Tussen partijen is in geschil of [gedaagde] aansprakelijk is voor de schade die [eiser] als gevolg van het bijtincident en door de gestelde valse uitlatingen heeft geleden.
Toetsnorm
4.9.
Vooropgesteld moet worden dat het uitgangspunt in het Nederlandse recht is dat ieder zijn eigen schade draagt. Dat ligt anders, als de geleden schade het gevolg is van onrechtmatig handelen van een ander of in geval van risicoaansprakelijkheid. Artikel 6:179 BW bepaalt dat een bezitter van een dier (degene die het dier voor zichzelf houdt, meestal de eigenaar) aansprakelijk is voor de door het dier aangerichte schade, tenzij aansprakelijkheid op grond van de eerste afdeling van de derde titel van boek 6 BW zou hebben ontbroken als hij de gedraging van het dier waardoor de schade werd toegebracht, in zijn macht zou hebben gehad. Daarbij gaat het om risicoaansprakelijkheid. De gedachte daarachter is dat in de eigen energie van het dier en het onberekenbare element dat daarin is gelegen een gevaar schuilt.
4.10.
Nu [eiser] zich beroept op aansprakelijkheid van [gedaagde] , is het ingevolge de hoofdregel van artikel 150 Rv aan hem om te stellen en, in geval van gemotiveerde betwisting, te bewijzen dat de honden van [gedaagde] zijn hond en hem hebben verwond en aldus schade hebben aangericht als bedoeld in voornoemde bepaling. Daarnaast draagt [eiser] de stelplicht en bewijslast van de feiten waaruit volgt dat aan de vereisten van artikel 6:162 BW (onrechtmatigheid, toerekenbaarheid, schade en causaal verband) is voldaan.
Risicoaansprakelijkheid
4.11.
De rechtbank maakt onderscheid tussen drie mogelijke schadeoorzaken op basis van de stellingen van [eiser] in het kader van risicoaansprakelijkheid: de beet in de nek van [naam hond 1] , de beet in de flank van [naam hond 1] en de beten in beide armen en handen van [eiser] . Om de vraag te kunnen beantwoorden of [gedaagde] aansprakelijk is voor de schade als gevolg van het bijtincident, moet eerst de gestelde toedracht worden beoordeeld, omdat partijen het daarover niet eens zijn. Het is aan [eiser] om te bewijzen dat de honden van [gedaagde] verantwoordelijk zijn voor alle drie de beten.
4.12.
[eiser] verwijst ter onderbouwing van zijn stellingen naar de verklaringen die hij heeft afgelegd bij de politie in Nederland en België, het medisch dossier van [naam hond 1] en de foto’s van het letsel van [naam hond 1] . Daarnaast verwijst [eiser] naar verklaringen van hondenbezitters over eerdere geweldsincidenten waarbij honden van [gedaagde] betrokken zouden zijn geweest en naar de uitsluiting van [gedaagde] van deelname aan activiteiten bij twee hondenclubs in België en Duitsland. [gedaagde] weerspreekt dat [naam hond 2] heeft gebeten.

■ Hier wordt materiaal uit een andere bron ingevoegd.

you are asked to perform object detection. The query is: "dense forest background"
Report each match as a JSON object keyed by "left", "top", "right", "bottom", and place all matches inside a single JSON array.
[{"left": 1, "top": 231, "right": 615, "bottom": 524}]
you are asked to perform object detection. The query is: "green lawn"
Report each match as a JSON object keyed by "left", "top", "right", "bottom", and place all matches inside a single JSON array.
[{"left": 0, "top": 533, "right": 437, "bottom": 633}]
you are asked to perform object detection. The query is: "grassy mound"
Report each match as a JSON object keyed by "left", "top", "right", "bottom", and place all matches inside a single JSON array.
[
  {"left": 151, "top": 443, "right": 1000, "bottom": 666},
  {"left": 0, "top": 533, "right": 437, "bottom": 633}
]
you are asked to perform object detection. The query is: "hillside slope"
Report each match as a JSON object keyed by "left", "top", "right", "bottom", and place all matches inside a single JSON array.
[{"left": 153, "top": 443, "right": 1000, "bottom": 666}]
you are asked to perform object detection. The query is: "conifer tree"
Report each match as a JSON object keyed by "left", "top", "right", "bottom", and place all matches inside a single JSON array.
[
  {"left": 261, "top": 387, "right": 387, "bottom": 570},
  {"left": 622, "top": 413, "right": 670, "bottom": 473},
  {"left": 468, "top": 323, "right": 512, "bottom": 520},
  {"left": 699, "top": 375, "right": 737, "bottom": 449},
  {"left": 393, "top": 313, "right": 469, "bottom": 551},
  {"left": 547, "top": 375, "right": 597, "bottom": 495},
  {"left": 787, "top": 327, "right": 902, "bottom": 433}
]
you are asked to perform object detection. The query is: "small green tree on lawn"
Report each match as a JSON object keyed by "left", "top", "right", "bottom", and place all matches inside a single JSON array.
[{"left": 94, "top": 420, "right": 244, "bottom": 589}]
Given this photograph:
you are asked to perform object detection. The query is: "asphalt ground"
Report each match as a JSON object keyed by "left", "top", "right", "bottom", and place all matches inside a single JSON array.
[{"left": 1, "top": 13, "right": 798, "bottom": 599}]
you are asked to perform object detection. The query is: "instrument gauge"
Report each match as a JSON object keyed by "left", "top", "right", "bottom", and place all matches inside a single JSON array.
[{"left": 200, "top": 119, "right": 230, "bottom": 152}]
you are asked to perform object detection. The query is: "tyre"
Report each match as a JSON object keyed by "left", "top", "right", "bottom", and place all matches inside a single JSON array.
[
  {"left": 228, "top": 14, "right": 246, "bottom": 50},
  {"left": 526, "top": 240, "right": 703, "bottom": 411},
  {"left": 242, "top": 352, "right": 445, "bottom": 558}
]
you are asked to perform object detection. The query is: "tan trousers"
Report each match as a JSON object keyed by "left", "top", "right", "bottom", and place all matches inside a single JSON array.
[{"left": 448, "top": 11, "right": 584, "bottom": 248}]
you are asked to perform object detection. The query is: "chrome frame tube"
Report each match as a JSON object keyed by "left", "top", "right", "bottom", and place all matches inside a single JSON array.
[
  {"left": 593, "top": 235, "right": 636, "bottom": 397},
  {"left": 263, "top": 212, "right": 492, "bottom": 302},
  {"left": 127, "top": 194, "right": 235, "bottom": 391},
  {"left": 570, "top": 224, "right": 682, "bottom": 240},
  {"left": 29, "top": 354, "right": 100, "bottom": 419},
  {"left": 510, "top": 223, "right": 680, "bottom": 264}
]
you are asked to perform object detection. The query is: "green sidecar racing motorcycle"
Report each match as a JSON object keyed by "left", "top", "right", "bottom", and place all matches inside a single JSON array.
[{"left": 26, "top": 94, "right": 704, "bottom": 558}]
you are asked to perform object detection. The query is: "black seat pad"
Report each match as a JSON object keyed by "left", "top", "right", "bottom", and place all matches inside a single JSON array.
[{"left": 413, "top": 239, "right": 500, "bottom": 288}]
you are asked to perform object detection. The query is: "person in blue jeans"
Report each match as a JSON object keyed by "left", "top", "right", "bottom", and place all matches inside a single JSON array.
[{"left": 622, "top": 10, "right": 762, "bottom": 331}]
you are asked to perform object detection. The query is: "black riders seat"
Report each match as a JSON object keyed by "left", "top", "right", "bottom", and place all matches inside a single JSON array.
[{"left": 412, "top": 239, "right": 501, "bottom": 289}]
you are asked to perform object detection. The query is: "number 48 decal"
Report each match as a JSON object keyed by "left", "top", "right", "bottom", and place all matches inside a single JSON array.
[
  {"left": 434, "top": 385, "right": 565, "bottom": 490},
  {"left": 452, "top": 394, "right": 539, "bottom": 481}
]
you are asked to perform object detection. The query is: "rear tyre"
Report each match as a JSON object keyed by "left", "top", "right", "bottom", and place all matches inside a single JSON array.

Wel heeft [naam hond 3] uit instinct in de flank van [naam hond 1] gebeten door de aanval van [naam hond 1] op [naam hond 2] , aldus [gedaagde] . Volgens [gedaagde] is het letsel in de nek van [naam hond 1] mogelijk ontstaan bij een bijtincident twee dagen eerder en is het letsel aan de handen van [eiser] door toedoen van [naam hond 1] ontstaan, aangezien [naam hond 2] werd vastgehouden door [naam] en [naam hond 3] zijn tanden al in de zij van [naam hond 1] had gezet. [gedaagde] verwijst in dit verband naar een WhatsAppgesprek van
14 en 15 januari 2018 waarin [eiser] vertelt dat [naam hond 1] door een andere hond was gebeten en een groot gat in zijn hoofd had en naar de verklaring van [naam] waaruit volgt dat zij [naam hond 2] tot en met het einde van het gevecht heeft vastgehouden.
4.13.
Naar het oordeel van de rechtbank heeft [eiser] , in het licht van de gemotiveerde betwisting door [gedaagde] , onvoldoende gemotiveerd gesteld dat één van de honden van [gedaagde] verantwoordelijk is voor de nekwond van [naam hond 1] en de bijtwonden van [eiser] . De rechtbank betrekt in haar overweging de verklaring van [naam] . [naam] is immers met partijen aanwezig geweest bij het incident. Haar verklaring komt erop neer dat zij in de hectiek van het moment niet heeft kunnen waarnemen welke hond wie heeft gebeten. Er zijn geen andere verklaringen van personen die het bijtincident hebben gezien buiten de verklaringen van partijen zelf, die wat betreft de nekwond van [naam hond 1] en de bijtwonden van [eiser] lijnrecht tegenover elkaar staan. De rechtbank kan niet uitsluiten dat [eiser] , zoals [gedaagde] heeft aangevoerd, door zijn eigen hond is gebeten en dat de wond in de nek van [naam hond 1] bij een eerder incident is ontstaan. Ten aanzien van de (door [gedaagde] weersproken dan wel genuanceerde) verklaringen over bijtincidenten uit het verleden geldt, dat deze niet relevant zijn voor de beoordeling van aansprakelijkheid in deze zaak. De rechtbank moet vaststellen wat er op 16 januari 2018 is voorgevallen. Wat daarvoor of daarna is gebeurd, is een momentopname en zegt op zichzelf niets over het gedrag van de honden tijdens het incident en de mogelijkheid dat zij toen hebben gebeten. De toegang tot deelname aan activiteiten van hondenclubs is om dezelfde reden niet voor de beoordeling van belang. Aan de verklaringen afgelegd bij de Nederlandse en Belgische politie en het medisch dossier van [naam hond 1] kan ook niet de door [eiser] gewenste waarde worden gehecht, omdat de politieagenten en dierenarts niet zelf bij het incident aanwezig zijn geweest. De toedracht van het voorval kunnen zij dus niet uit eigen waarneming optekenen. Zij kunnen zich alleen baseren op wat [eiser] hen daarover heeft verteld. De conclusie is dat [gedaagde] niet aansprakelijk is voor de bijtwonden van [eiser] en de beet in de nek van [naam hond 1] .
4.14.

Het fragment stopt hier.